Badami is an excellent writer, very attuned to the hidden messages that swirl around the large family. Writing in third person, she focuses on the individual family members, revealing their often contradictory thoughts and feeling. Her description of street scenes in India are vivid and illuminating. The family at the center of the book are Hindu, but not a pure version of the faith. Children go to a Roman Catholic School, and superstitions are interwoven in their troubled thoughts. The grandmother constantly flares up because the others no longer practice the caste system and do not protect her from exposure to people who belong to the lowest classes.
In the book’s “Reader’s Guide,” Badami explains the title and theme. She describes the dramatic dance-form she knew as a child in India. Each character had a distinctive style of walking. The “hero’s walk” was an identifying mark. Badami sees each of her characters, all of them ordinary Indians, finding ways of being heroes. All, that is except the grandmother, who remains committed to her long-lost caste privileges.

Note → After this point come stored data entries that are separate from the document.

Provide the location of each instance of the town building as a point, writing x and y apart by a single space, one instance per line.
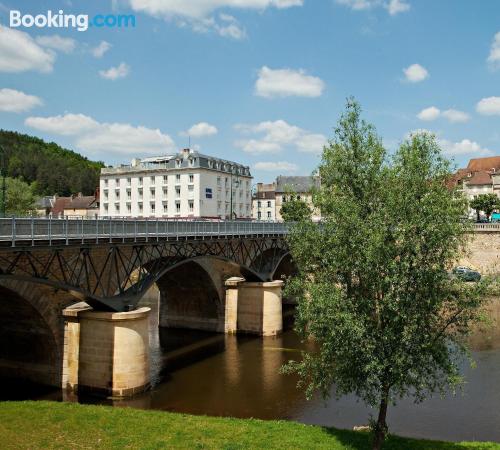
264 202
184 185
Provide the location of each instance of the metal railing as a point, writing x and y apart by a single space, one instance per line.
35 231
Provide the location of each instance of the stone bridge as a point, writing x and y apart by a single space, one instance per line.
69 292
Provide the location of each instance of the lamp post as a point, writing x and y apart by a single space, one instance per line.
237 181
3 174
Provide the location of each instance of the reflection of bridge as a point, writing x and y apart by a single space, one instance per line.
210 275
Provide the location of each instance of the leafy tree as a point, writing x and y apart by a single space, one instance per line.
485 202
294 210
373 291
20 200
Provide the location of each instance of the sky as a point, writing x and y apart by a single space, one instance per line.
259 82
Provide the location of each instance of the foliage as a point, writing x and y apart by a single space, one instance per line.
486 203
373 287
50 168
294 209
51 425
20 199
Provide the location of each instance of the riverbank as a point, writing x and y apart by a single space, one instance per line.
52 425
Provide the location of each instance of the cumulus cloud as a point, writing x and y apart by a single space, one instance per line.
201 129
452 115
287 82
279 166
489 106
113 73
96 137
274 136
17 101
101 49
494 56
19 52
393 7
199 14
415 73
56 42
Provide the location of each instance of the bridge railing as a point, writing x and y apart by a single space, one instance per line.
33 231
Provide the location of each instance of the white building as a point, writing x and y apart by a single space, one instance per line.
184 185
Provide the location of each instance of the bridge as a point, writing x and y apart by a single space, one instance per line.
70 291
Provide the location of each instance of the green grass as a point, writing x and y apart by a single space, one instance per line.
31 425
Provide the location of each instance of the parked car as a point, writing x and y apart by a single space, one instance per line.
466 273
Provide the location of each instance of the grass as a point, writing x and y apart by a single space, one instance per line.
51 425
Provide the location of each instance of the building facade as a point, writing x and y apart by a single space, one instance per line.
185 185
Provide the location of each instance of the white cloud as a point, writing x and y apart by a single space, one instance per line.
494 56
17 101
415 73
101 49
427 114
20 53
452 115
56 42
393 7
113 73
199 13
464 147
396 6
95 137
200 130
286 82
281 166
67 125
489 106
456 116
276 135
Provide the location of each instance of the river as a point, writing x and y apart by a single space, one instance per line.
213 374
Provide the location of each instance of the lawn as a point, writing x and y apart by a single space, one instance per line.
40 424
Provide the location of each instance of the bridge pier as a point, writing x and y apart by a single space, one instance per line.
253 307
106 353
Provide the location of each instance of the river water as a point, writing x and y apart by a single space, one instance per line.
213 374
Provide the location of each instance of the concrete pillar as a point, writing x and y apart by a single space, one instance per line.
231 304
260 308
106 353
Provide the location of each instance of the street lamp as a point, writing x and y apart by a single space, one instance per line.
3 174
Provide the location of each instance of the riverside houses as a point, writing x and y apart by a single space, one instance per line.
184 185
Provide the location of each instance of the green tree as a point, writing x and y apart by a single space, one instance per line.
486 203
294 209
372 286
20 200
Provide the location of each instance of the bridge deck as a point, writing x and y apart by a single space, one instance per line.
31 232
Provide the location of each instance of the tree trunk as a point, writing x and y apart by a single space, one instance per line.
381 426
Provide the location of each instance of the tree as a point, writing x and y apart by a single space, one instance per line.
372 286
20 200
486 203
294 210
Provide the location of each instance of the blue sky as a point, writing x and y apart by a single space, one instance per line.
261 83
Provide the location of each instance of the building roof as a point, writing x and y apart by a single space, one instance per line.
491 163
479 178
296 184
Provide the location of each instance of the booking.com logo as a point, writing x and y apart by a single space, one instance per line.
81 22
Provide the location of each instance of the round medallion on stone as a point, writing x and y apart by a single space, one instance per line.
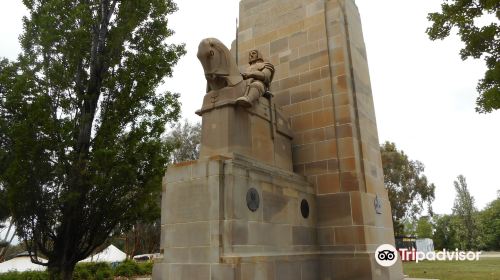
253 199
304 208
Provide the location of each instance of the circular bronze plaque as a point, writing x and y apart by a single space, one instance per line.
253 199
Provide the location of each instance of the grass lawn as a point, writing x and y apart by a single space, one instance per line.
484 269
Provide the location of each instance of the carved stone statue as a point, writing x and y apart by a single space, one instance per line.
221 71
259 75
220 68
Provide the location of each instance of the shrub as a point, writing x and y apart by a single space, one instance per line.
27 275
128 268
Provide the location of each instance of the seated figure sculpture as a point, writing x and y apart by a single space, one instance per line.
259 75
238 115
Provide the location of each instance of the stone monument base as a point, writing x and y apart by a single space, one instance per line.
212 227
210 232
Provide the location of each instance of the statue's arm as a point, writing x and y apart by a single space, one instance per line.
264 75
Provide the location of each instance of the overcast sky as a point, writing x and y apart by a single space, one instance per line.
424 93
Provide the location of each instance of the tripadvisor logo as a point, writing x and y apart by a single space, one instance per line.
444 255
386 255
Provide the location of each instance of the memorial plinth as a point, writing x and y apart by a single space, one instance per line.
289 187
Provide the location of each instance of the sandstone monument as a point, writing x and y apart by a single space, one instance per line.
289 184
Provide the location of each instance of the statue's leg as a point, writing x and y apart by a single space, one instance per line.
253 93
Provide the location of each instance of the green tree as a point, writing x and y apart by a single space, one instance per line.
466 213
480 41
406 184
186 139
445 236
424 227
81 123
489 219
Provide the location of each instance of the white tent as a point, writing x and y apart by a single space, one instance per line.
110 254
21 263
425 245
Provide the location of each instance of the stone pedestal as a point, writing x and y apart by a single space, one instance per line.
263 205
209 232
261 132
322 82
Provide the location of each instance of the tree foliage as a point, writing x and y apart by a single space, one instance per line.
186 139
489 221
424 227
480 41
444 236
406 184
466 213
80 129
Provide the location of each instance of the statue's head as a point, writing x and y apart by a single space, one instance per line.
254 56
218 64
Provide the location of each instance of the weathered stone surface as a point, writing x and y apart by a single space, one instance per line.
322 83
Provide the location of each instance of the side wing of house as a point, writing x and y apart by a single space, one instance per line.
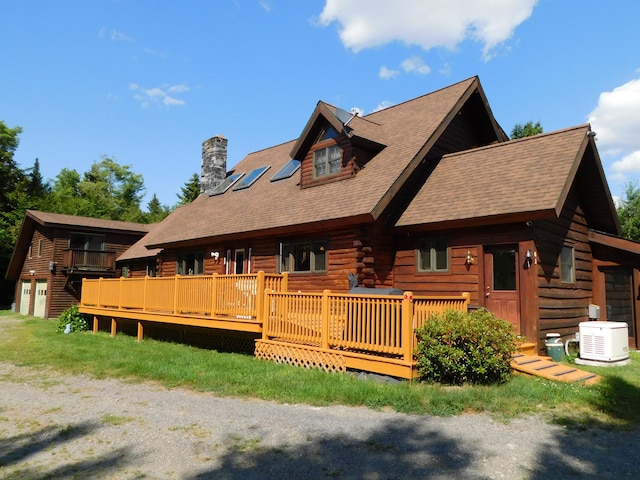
55 252
510 223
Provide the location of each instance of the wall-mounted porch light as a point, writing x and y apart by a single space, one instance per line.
469 260
528 258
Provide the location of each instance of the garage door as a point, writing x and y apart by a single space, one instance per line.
25 297
40 301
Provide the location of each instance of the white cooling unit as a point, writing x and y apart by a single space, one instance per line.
604 341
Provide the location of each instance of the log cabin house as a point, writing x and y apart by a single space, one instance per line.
428 196
54 252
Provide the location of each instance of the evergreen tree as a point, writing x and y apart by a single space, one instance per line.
37 188
12 205
156 212
527 130
190 190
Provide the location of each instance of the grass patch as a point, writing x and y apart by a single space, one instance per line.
110 419
34 342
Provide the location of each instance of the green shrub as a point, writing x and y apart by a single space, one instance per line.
71 316
456 348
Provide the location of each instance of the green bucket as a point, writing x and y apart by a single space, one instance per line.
555 347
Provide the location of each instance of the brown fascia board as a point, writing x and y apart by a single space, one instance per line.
603 182
141 229
589 143
422 153
500 133
519 217
305 140
571 177
288 230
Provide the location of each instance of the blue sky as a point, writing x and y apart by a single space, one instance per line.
146 82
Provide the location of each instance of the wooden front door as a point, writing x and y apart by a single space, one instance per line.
620 299
502 283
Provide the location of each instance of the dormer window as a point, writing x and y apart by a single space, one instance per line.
327 161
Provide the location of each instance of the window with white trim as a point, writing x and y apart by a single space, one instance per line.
567 265
303 256
327 161
433 254
190 264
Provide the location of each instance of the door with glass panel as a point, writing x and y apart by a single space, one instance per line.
502 283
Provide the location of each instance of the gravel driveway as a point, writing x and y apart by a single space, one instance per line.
56 426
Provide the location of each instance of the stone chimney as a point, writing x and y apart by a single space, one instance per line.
214 163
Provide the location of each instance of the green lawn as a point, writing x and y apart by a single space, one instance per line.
34 342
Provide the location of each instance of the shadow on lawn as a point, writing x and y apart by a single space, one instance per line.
19 448
592 449
400 450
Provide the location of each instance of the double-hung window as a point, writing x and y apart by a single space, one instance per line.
190 264
567 265
303 257
433 254
327 161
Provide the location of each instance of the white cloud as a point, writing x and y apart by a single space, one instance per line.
616 122
117 36
382 105
628 164
415 65
265 6
159 95
428 24
387 73
616 119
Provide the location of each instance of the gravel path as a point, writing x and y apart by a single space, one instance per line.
56 426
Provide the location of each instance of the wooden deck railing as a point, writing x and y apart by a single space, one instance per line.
89 260
382 325
334 331
203 295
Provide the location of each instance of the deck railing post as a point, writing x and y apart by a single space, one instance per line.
175 294
467 298
326 307
259 293
408 334
214 293
264 314
145 286
120 293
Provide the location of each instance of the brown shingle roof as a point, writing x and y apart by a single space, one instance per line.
527 176
47 218
139 251
405 129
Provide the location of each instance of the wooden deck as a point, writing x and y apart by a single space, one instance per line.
325 330
544 367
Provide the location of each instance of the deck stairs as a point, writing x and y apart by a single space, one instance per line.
524 361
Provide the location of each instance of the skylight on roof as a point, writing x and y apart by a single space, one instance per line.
289 169
226 184
250 178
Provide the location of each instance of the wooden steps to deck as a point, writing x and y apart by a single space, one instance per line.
546 368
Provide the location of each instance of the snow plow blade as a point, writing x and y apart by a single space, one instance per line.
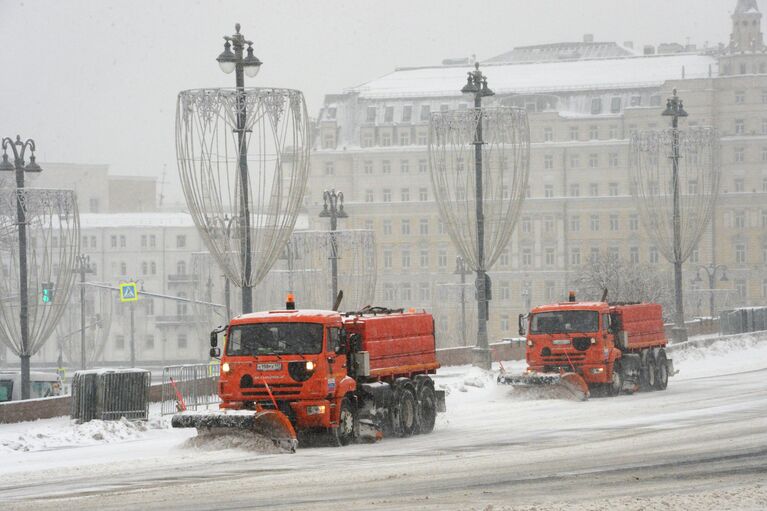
551 386
271 424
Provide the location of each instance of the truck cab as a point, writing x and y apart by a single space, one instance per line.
289 360
571 337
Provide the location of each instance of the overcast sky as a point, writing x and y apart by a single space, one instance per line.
95 81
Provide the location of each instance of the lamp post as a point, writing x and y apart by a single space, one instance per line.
234 61
19 149
333 208
462 269
711 271
675 110
82 266
476 84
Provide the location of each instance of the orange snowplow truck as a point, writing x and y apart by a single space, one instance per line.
588 346
342 375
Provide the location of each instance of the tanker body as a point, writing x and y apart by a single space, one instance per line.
293 372
587 346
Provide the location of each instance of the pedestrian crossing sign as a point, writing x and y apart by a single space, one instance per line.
128 292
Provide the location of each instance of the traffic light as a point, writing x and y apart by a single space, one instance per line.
47 292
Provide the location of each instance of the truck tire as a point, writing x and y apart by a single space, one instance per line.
616 383
343 434
426 409
403 411
661 375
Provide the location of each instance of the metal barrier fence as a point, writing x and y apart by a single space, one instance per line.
110 394
195 384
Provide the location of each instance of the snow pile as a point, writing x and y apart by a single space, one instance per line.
69 433
747 352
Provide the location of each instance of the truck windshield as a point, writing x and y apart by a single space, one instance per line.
274 338
560 322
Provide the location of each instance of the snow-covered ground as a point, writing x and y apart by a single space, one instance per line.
698 445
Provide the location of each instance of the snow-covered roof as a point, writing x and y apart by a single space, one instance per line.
596 74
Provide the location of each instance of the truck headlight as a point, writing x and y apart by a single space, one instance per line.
315 410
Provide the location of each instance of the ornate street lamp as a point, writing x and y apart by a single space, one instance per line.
711 271
333 208
243 153
480 208
43 267
675 217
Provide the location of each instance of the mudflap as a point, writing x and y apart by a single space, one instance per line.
548 385
271 424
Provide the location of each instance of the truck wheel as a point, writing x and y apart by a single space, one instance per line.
426 411
343 434
403 412
616 383
661 374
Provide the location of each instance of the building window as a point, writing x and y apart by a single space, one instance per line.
740 219
575 223
405 259
594 222
575 256
387 259
740 128
527 224
550 256
527 257
424 256
442 258
575 190
425 112
423 227
407 113
740 253
573 132
575 161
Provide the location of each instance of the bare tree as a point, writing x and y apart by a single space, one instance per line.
624 281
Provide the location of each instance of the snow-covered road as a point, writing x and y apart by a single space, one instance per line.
701 444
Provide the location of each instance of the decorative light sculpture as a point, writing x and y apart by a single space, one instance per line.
675 182
243 157
479 165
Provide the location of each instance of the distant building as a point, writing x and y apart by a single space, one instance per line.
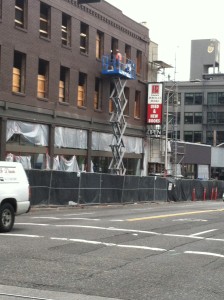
197 111
55 103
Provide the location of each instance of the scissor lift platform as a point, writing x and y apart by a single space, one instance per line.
110 66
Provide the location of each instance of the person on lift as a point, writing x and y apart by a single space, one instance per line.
118 58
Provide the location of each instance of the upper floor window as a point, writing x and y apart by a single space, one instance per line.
198 118
99 44
66 30
64 84
215 98
0 9
127 52
112 94
18 74
211 117
84 36
197 137
188 118
43 79
127 95
20 13
44 20
137 104
97 95
221 98
188 136
138 62
114 46
193 98
82 90
220 117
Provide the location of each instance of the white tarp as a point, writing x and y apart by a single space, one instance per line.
25 161
102 141
36 134
203 172
62 164
70 138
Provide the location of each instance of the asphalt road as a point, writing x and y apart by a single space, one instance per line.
133 252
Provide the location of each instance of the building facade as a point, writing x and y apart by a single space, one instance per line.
54 101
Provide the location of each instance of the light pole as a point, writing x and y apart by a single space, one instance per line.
167 125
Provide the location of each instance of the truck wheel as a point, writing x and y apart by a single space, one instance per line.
7 217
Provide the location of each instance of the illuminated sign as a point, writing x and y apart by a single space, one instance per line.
154 105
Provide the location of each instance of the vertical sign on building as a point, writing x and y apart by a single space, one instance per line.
154 105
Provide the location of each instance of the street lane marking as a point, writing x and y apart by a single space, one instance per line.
213 239
174 215
204 253
21 235
111 244
200 233
24 297
56 218
189 220
118 245
183 235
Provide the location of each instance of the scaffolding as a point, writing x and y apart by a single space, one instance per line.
119 72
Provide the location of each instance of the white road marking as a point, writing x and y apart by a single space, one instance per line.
189 220
204 253
56 218
32 224
24 297
80 214
118 245
200 233
212 239
21 235
110 244
185 236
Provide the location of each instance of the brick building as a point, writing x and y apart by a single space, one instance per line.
54 100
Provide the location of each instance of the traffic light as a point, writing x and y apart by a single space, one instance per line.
87 1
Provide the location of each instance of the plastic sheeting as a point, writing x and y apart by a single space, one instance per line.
70 138
36 134
102 141
61 188
24 160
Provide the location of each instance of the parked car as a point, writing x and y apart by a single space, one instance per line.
14 193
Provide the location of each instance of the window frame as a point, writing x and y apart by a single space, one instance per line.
63 93
84 38
45 18
20 8
137 105
66 30
43 79
82 88
19 73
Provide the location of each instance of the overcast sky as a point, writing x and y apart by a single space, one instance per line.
174 23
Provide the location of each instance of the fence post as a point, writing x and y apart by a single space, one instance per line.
216 193
204 193
49 192
212 193
193 194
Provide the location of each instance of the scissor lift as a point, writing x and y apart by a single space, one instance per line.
120 72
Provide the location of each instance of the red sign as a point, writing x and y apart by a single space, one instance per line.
154 108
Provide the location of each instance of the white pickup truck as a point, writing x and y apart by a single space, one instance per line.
14 193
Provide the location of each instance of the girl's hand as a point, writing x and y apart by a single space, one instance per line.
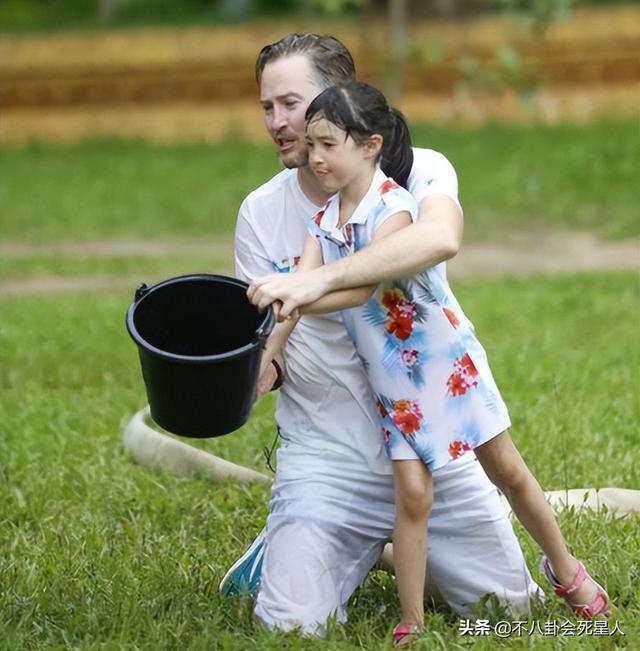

I thoroughly enjoyed this book, and was particularly pleased to be immersed in a generally Hindu way of life. All of the characters were believable mixes of laudable qualities and infuriating ones. Although the books contains loss and pain, the characters move beyond their earlier narrowness as the plot progresses.
I enthusiastically recommend this book to readers, especially those interested in India, Hinduism, or family dynamics. With its variety of characters and issues, I think it would a fine choice for a book group.